Les scouts sont quelquefois présomptueux. Ils confondent la témérité avec la bravoure, et ils croient que les imprudents sont courageux. Et ils sauteraient d’un premier étage pour prouver qu’ils n’ont pas peur.
Ce ne sont pas des braves, mais des sots.
On n’a jamais d’excuse à être imprudent, et on ne doit pas exposer sa santé ou sa vie pour montrer qu’on a du cran.
C’est moi qui te dis cela, et j’ai donné ma vie pour les autres. J’ai le droit de parler de courage.
Précisément parce que je voulais mourir utilement, j’ai refusé de risquer ma vie sans utilité.
« Tu ne tenteras pas le Seigneur ton Dieu », ai-je dit à Satan. Je le dis aussi à toi qui es mon fils et mon scout.
Et si je te fais un devoir d’aimer ton Ange Gardien et d’avoir confiance en lui, tu ne dois pas non plus lui donner trop d’ouvrage pour le plaisir de faire le malin.
Sois donc prudent. – Que dirait-on d’un sauveteur qui joue avec le danger ?
Etre prudent, c’est encore de l’humilité.
Et la prudence est une vertu cardinale.
Sois donc prudent, pour ton corps – mais surtout pour ton âme.
Tu peux risquer ta vie pour sauver celle de ton prochain, et peut-être qu’un jour je te demanderai ce sacrifice.
Mais tu n’as pas le droit de risquer ton âme et de l’exposer au péché.
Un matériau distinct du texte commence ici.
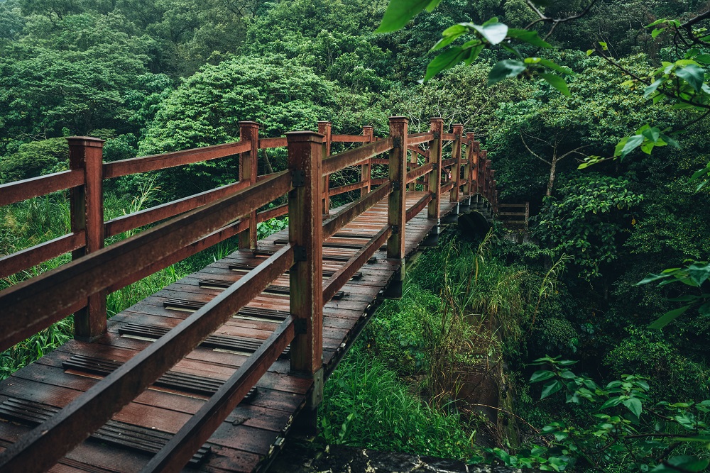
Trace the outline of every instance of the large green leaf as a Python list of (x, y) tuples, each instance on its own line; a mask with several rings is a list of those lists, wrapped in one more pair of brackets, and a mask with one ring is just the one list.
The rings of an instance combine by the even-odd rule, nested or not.
[(699, 92), (705, 81), (705, 69), (694, 64), (689, 64), (675, 69), (675, 74), (684, 79), (696, 92)]
[(562, 384), (559, 381), (553, 381), (552, 382), (547, 383), (542, 388), (542, 392), (540, 395), (540, 399), (544, 399), (548, 396), (552, 396), (555, 393), (557, 392), (562, 389)]
[(471, 27), (481, 33), (481, 35), (486, 38), (492, 45), (497, 45), (506, 39), (508, 35), (508, 25), (498, 23), (497, 21), (493, 23), (486, 21), (484, 25), (471, 24)]
[(532, 376), (530, 377), (530, 382), (537, 383), (540, 381), (545, 381), (545, 379), (550, 379), (550, 378), (554, 377), (555, 373), (549, 369), (540, 369), (532, 373)]
[(506, 59), (499, 61), (493, 67), (488, 73), (488, 86), (500, 82), (506, 77), (515, 77), (525, 70), (525, 62), (515, 59)]
[(657, 328), (660, 330), (663, 328), (667, 325), (674, 321), (676, 318), (679, 317), (684, 312), (690, 308), (690, 306), (683, 306), (678, 308), (673, 309), (672, 311), (668, 311), (662, 316), (659, 317), (656, 321), (648, 325), (649, 328)]
[(441, 0), (390, 0), (375, 33), (390, 33), (403, 27), (425, 9), (431, 11)]
[(550, 48), (552, 47), (551, 44), (540, 38), (537, 31), (511, 28), (508, 30), (508, 36), (538, 48)]
[(635, 397), (630, 399), (626, 399), (623, 401), (623, 405), (628, 408), (628, 410), (635, 416), (636, 417), (640, 417), (641, 410), (643, 407), (641, 406), (641, 401)]

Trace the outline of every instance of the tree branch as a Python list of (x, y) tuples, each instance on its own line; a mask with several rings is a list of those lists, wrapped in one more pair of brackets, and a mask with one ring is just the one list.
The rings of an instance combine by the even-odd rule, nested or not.
[(550, 161), (546, 161), (545, 160), (542, 159), (542, 157), (540, 157), (539, 155), (537, 155), (537, 153), (536, 153), (535, 151), (533, 151), (532, 150), (531, 150), (530, 148), (530, 147), (528, 145), (528, 143), (525, 143), (525, 139), (524, 138), (523, 138), (523, 133), (520, 133), (520, 140), (523, 142), (523, 144), (525, 145), (525, 149), (528, 150), (528, 151), (530, 151), (531, 155), (532, 155), (533, 156), (535, 156), (535, 157), (537, 157), (538, 160), (540, 160), (542, 162), (546, 163), (548, 166), (552, 166), (552, 162), (550, 162)]

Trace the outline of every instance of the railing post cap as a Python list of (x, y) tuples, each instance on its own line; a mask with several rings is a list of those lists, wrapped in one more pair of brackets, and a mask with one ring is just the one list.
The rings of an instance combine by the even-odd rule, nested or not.
[(92, 136), (67, 136), (67, 141), (70, 146), (89, 146), (92, 148), (104, 148), (106, 140), (95, 138)]
[(288, 143), (300, 143), (312, 141), (322, 143), (325, 135), (315, 131), (290, 131), (286, 133), (286, 141)]

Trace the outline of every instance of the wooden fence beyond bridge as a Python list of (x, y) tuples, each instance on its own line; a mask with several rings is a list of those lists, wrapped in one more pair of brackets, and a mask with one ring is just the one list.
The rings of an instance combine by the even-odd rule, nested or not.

Cela, je ne te le demanderai jamais.
Sois prudent pour ton âme.
Ne va pas jusqu’au bord du toit, ni du péché, car tu auras le vertige – le vertige, c’est-à-dire l’envie de te jeter en bas.
Et c’est ce que désire Satan qui te déteste, mais qui ne peut pas te faire tomber malgré toi. Alors il te demande de faire sa besogne toi-même.
Tu le reconnaîtras toujours à cette parole : « Jette-toi en bas… il n’y a pas de danger. »
Il y a toujours du danger au contraire. Tu ne tenteras pas le Seigneur ton Dieu.
Et tu ne lui demanderas pas de faire ce miracle de te garder pur si tu fréquentes volontairement des compagnons pervertis ou des cinémas douteux.
Sois prudent pour ton âme.
Il te tentera aussi, plus tard peut-être, quand tu auras grandi en âge.
Il te montrera le monde, c’est-à-dire la beauté des villes, et les théâtres et les hôtels et les magasins somptueux où s’achètent tous les luxes et les plaisirs de la terre.
Tu verras des hommes riches et puissants, et tu voudras posséder la puissance et la richesse.
Il viendra et te dira : « Tout cela est à moi et je te le donnerai. Cesse de tenir ta promesse, car elle est gênante, et cesse d’observer ta loi scoute, car elle est absurde et bonne pour les petits enfants.
Tu ne feras pas fortune si tu es honnête ; tu n’arriveras à rien si tu es obéissant, et tu ne pourras jamais t’amuser si tu es chaste.
Laisse-là ta loi de misère, mets-toi à mon service, à mes genoux, je te donnerai tout si tu m’adores. »
Alors, mon fils, devant l’infernale tentation, tu te redresseras. Et comme je lui ai dit : « Arrière, car il est écrit : Tu adoreras le Seigneur ton Dieu, et tu ne serviras que lui… » – tu renouvelleras simplement ta promesse : « Sur mon honneur je m’engage à servir Dieu d’abord. »
Et le tentateur se retirera, vaincu.